Best Intentions doesn't convey any sense of difference in perception as it shifts from person to person. The camera always watches action in the same way, and the observer always seems objectively detached from what's going on. Loved ones and strangers perceive Alex in the same light. That is not how we see and perceive things in real life. If I see two strangers on the street and one person is yelling at the other person, I am going to perceive the situation differently than the person being yelled at and the person who is yelling. We can assert objectivity of perception, but that's bunk. It's impossible for us to get entirely out of our own heads. Every character in Best Intentions gets flattened because of this sameness of perception. It's the oddest thing: in attempting a kind of naturalism through POV shots, Sitaru highlights the artifice of the entire film. Everything just seems so fake at a certain point. The movie probably would have been more effective had Sitaru ditched his POV conceit. The way the film is now, he gains nothing from it.
So on the one hand, this highlights certain limitations in how perception can be conveyed in a movie. Jumping from character to character seems easier to do in a novel, for instance. If you go from one first-person narrator to a different first-person narrator, the point of view of the respective narrators is conveyed through the language they use and the observations they make. Value is communicated because it's unavoidable in language when you're dealing with character. (I think you can even make that argument regarding experimental writing and esoteric postmodern novels.)
On the other hand, I think the artifice of POV shots in Best Intentions also suggests that Sitaru didn't push the formal element far enough. With film you obviously don't have language to convey the perception of a character, but you can play with how a scene is composed, lit, shot, recorded, and performed. Maybe a character is more attuned to what one person is saying than another character, or maybe that character looks off somewhere else and can't help but overhear the conversation in front of them. Or maybe Alex seems perfectly okay with his concern when viewed by his girlfriend, but a doctor thinks that Alex is totally mad.
Just think of how the difference in performance could inform the different points of view, and how interesting that might be if a filmmaker carefully selected his points of observation and crafted a movie with all that in mind. We'd get a portrait of Alex from different characters and also portraits of the different characters through their observations of Alex.

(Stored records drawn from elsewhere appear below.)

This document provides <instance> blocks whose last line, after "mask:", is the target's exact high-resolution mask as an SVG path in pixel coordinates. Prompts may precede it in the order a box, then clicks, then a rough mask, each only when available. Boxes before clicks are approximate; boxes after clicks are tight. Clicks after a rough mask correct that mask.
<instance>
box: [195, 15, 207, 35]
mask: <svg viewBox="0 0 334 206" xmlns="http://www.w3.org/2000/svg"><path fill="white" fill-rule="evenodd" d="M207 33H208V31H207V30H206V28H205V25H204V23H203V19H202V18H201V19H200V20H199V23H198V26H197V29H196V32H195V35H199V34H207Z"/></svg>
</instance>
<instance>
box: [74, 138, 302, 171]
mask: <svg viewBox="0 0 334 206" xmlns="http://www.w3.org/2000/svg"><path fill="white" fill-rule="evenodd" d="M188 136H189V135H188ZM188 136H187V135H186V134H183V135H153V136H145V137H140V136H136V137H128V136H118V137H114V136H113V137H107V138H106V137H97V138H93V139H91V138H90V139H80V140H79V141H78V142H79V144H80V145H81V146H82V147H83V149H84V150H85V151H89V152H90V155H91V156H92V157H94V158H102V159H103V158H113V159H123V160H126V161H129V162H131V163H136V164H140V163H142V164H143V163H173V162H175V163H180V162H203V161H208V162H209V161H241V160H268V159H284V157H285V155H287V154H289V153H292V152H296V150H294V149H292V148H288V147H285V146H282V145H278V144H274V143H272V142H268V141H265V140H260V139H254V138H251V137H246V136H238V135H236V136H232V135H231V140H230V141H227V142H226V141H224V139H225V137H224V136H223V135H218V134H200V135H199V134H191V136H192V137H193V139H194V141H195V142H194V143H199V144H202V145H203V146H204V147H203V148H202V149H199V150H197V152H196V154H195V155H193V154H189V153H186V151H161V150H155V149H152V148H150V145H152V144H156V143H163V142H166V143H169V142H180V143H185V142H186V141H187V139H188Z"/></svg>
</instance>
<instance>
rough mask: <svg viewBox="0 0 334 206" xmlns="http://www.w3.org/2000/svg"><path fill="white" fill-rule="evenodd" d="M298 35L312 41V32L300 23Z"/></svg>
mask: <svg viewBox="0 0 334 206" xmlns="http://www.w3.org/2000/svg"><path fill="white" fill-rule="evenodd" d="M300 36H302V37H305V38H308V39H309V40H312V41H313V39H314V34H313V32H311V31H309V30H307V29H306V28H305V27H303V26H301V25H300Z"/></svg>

That's just a broad example of how all the POV shots could transcend being a mere stylistic conceit and become part of the content of the film. As it is now, the POV shots are purely functional -- Alex is going here, so we need person-x to be in this part of the room to observe everything. It seems like the fundamental thing about point of view was disregarded, and that's this: point of view is about character, not where to position the camera. Sitaru has replaced the people around Alex with mere tripods.
[Best Intentions will screen on Friday, November 30th. Producer Ada Solomon will be in attendance.]